Teresa Stitch-Randall Think that its just is the same thing that we were just arguing about or having a very nice little discussion two minutes ago. I just don't think there's any separation. I think it's all it's all a unity.
Studs Terkel The various people you've worked with whom you've affected whom affected you you work with the Maestro Toscanini, a tour with Toscanini, the very early, this is very early days wasn't it the view of your career? And.
Teresa Stitch-Randall Maestro Walter Pellate was always very interested in young singers and heard me sing and I was having a concert with him in New York and at this time I didn't know of his very intimate relation with Maestro Toscanini. They were very very great friends ever since Pellate was a young boy and a maestro young man and Pellate had asked maestro to listen to the broadcast and he did. And next day he called me up and asked me to sing the High Priestess in Aida and I thought I thought they were colleagues from Columbia University making good jokes. Oh yeah sure. [Laughs]. In any case it was true. His son Valta called me up a day afterwards and said come down papa wants to rehearse with you. So when I went down and I rehearsed the High Priestess with maestro he said to me how is your Italian? And I said well it just isn't. He said well you better get to work on it. And they arranged for me to work with somebody for Italian for the Nannetta of the following year. He wanted me immediately, he decided I was to do the Nannetta in his Falstaff recording, which was his big dream you know Falstaff was his passion, his mad passion and he's right. It's one of the greatest things ever written musically. And he had been planning this production for a long time, so I started that year I did my a High Priestess but started immediately working on the Nannetta. And then the following year in his production of Falstaff I was the Nannetta.
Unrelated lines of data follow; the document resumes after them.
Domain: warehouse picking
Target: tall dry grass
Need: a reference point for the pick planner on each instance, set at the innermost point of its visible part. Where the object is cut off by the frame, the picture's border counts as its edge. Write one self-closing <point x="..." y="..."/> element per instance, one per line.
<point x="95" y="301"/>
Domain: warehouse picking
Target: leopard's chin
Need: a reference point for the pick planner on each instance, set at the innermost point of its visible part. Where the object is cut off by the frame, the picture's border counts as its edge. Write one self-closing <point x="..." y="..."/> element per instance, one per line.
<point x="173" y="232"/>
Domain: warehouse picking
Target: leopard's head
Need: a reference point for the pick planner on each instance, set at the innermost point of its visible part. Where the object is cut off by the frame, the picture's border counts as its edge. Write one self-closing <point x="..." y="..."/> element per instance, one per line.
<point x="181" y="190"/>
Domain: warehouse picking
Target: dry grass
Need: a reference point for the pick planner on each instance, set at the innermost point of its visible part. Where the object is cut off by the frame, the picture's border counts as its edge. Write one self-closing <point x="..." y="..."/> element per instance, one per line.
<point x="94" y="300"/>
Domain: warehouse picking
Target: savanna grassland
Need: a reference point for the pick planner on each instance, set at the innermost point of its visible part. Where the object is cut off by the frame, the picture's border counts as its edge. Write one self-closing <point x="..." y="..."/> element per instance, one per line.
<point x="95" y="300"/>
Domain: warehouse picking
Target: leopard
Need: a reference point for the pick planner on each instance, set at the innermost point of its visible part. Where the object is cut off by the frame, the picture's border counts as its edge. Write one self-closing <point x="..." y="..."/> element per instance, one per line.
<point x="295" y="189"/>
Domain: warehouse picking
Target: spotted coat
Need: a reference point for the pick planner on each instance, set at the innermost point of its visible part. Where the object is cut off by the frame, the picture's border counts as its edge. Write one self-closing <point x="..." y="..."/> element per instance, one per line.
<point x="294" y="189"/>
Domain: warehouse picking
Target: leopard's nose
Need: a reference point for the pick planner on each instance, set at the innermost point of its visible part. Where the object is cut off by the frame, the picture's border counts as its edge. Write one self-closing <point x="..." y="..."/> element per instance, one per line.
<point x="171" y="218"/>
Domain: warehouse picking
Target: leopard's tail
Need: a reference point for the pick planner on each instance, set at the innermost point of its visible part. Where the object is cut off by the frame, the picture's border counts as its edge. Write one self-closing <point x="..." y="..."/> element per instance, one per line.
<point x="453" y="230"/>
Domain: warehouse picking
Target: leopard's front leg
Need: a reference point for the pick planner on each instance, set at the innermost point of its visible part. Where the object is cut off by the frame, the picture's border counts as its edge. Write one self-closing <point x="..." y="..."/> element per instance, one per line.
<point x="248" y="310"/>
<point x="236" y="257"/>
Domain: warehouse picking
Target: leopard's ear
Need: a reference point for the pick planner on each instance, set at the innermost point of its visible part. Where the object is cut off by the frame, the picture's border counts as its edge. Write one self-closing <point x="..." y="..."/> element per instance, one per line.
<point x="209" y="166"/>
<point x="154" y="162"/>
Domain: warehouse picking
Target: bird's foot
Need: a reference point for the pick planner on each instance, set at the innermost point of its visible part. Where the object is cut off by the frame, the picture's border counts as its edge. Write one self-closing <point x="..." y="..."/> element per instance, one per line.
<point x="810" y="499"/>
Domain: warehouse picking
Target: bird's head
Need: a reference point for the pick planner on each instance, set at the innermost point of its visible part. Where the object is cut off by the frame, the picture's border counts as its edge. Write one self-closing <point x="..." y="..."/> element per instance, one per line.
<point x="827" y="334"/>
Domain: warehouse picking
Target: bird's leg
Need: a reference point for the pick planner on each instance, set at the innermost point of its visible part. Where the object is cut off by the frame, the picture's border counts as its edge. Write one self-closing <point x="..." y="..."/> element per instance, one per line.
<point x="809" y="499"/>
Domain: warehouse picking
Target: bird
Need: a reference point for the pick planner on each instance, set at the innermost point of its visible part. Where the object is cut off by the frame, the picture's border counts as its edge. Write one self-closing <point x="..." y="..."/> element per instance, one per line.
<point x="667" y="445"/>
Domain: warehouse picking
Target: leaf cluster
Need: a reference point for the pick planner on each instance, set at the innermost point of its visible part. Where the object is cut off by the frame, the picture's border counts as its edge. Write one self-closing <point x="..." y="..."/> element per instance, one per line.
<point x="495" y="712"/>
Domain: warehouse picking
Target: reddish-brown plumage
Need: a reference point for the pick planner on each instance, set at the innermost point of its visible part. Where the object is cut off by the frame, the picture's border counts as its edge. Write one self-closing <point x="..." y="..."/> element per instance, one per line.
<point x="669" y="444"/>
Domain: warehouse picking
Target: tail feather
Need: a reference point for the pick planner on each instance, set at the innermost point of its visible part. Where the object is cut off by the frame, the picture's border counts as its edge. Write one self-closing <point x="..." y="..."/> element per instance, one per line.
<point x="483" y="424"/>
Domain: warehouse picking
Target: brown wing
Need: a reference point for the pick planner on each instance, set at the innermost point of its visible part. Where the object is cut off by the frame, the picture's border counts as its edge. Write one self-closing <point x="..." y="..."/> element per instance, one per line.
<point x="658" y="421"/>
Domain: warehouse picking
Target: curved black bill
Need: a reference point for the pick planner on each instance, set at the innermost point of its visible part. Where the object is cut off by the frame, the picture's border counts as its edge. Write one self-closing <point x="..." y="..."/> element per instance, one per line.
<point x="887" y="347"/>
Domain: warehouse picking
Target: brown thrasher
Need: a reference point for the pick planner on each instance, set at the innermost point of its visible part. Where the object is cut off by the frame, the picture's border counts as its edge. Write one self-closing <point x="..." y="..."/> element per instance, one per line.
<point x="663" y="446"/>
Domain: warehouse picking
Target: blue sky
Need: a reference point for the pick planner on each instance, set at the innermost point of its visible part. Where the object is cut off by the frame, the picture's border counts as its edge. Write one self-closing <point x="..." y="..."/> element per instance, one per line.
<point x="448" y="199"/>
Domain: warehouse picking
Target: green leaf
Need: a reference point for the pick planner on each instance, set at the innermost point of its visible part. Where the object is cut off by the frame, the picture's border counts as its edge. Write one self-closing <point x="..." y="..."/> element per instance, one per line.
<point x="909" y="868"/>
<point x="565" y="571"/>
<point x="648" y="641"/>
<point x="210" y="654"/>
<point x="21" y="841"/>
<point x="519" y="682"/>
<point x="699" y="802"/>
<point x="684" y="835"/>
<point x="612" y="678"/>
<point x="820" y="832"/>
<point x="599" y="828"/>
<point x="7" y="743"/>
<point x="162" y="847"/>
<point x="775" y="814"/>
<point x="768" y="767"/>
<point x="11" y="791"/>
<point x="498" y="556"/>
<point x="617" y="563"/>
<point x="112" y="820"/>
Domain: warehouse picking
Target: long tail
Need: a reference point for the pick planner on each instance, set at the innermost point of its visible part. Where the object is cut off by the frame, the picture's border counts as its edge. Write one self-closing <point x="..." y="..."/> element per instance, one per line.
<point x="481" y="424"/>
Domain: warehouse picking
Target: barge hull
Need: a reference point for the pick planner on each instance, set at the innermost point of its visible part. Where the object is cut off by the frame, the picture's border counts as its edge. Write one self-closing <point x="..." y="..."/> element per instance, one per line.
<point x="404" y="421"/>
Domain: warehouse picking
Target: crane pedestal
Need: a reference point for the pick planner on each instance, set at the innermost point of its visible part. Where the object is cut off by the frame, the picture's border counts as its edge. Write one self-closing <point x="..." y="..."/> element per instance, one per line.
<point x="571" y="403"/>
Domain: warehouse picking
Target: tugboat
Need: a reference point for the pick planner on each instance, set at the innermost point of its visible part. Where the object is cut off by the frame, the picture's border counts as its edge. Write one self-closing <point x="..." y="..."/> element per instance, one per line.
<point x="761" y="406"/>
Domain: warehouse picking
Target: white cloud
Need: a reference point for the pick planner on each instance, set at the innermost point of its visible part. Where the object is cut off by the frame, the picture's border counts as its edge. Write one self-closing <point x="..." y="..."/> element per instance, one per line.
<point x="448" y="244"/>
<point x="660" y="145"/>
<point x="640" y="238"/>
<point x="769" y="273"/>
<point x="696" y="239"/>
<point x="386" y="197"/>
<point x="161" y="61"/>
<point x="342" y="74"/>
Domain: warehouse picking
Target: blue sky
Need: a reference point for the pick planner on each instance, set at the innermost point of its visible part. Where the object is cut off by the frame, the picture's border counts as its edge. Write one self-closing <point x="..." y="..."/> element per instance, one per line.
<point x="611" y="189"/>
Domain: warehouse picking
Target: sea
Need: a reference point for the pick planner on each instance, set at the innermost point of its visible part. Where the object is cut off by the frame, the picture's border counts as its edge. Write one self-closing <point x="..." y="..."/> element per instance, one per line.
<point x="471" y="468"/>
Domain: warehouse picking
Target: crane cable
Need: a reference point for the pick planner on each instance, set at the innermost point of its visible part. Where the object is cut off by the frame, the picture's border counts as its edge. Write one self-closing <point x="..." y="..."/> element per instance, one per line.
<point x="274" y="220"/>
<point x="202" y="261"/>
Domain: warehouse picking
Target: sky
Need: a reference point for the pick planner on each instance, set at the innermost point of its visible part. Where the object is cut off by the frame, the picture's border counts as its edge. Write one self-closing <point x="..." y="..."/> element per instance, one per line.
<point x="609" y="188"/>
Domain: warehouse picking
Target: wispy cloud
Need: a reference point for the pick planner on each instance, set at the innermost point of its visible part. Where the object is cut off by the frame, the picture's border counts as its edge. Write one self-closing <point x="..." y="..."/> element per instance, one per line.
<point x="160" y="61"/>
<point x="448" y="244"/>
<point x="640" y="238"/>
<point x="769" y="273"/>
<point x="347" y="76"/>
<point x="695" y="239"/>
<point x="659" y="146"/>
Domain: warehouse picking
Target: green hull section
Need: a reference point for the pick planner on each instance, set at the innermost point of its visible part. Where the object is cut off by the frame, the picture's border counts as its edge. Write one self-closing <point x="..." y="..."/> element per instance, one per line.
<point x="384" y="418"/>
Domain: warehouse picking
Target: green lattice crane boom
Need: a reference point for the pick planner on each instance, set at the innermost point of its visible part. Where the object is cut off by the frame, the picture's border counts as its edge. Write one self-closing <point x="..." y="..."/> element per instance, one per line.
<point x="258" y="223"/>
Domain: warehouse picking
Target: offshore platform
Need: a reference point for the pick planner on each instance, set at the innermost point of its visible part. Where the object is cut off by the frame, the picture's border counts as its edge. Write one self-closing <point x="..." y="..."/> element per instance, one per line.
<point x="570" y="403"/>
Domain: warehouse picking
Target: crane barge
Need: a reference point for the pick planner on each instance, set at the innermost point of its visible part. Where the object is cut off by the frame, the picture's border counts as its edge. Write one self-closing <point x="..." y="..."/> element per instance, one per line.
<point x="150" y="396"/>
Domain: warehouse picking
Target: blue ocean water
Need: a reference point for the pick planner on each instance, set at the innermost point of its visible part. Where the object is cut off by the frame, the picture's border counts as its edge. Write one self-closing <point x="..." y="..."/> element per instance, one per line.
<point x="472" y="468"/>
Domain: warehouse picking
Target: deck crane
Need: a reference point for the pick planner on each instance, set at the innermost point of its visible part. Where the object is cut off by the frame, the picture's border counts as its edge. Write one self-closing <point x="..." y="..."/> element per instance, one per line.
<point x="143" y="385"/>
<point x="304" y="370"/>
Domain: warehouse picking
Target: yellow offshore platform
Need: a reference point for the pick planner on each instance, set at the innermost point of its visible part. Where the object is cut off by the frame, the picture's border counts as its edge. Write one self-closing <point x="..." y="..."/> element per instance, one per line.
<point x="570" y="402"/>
Teresa Stitch-Randall When I arrived when I came down it was during the week when I went down to NBC to his studio to his little room where he worked. He came up to me and kissed me and said he had heard this concert and it was absolutely stunning. And the that uh was some of the most beautiful singing he had ever heard and was absolutely sure I was going to be a very great singer. This is the first time he saw me. After we had been together for a couple of years and I had been going to his house and I had been very much in with the people surrounding him, his family and friends. He used to say to me when I finally had the chance to go abroad he said "oh yes you go ahead with whatever you do don't study, just don't let anybody touch you as far as studying is concerned you go ahead and and go ahead to get get abroad and get into a theater and get your experience." But there's just one thing he said you haven't done it yet and although I have great faith that uh vocally and musically you could be one of the greatest singers of our time, he said its just not going to, you're not going to do it. You're not going to have a chance unless you get a pella di elefante. You'd better start getting an elephant skin because I was at that time a youngster and I was up at Columbia and just beginning my career and I was at that time I didn't have control over those famous emotions. You see I didn't know how to bite my teeth and think of mashed potatoes. And I used to get so emotional, if I heard a beautiful line of music the tears would go pouring down my face and then I couldn't get a note out afterwards. And I was always being heard or ugh you know how it is.
Teresa Stitch-Randall No. No. Yes. He meant that you simply have to build around yourself a great big steel or stone block tower and you stay unscathed and untouched inside that tower and you go on creating music the way he did all his life, out of pure idealism. And if you stick to that, you come through thick and thin you do you do you just have to hang on to your beliefs Studs, you know.
Teresa Stitch-Randall [Laughs]. Maestro said to me at that time that this was the greatest priestess that had ever been and ever will be because he was quite sure that I wouldn't sing it anymore and he thought that he'd never get anybody else to do it that way.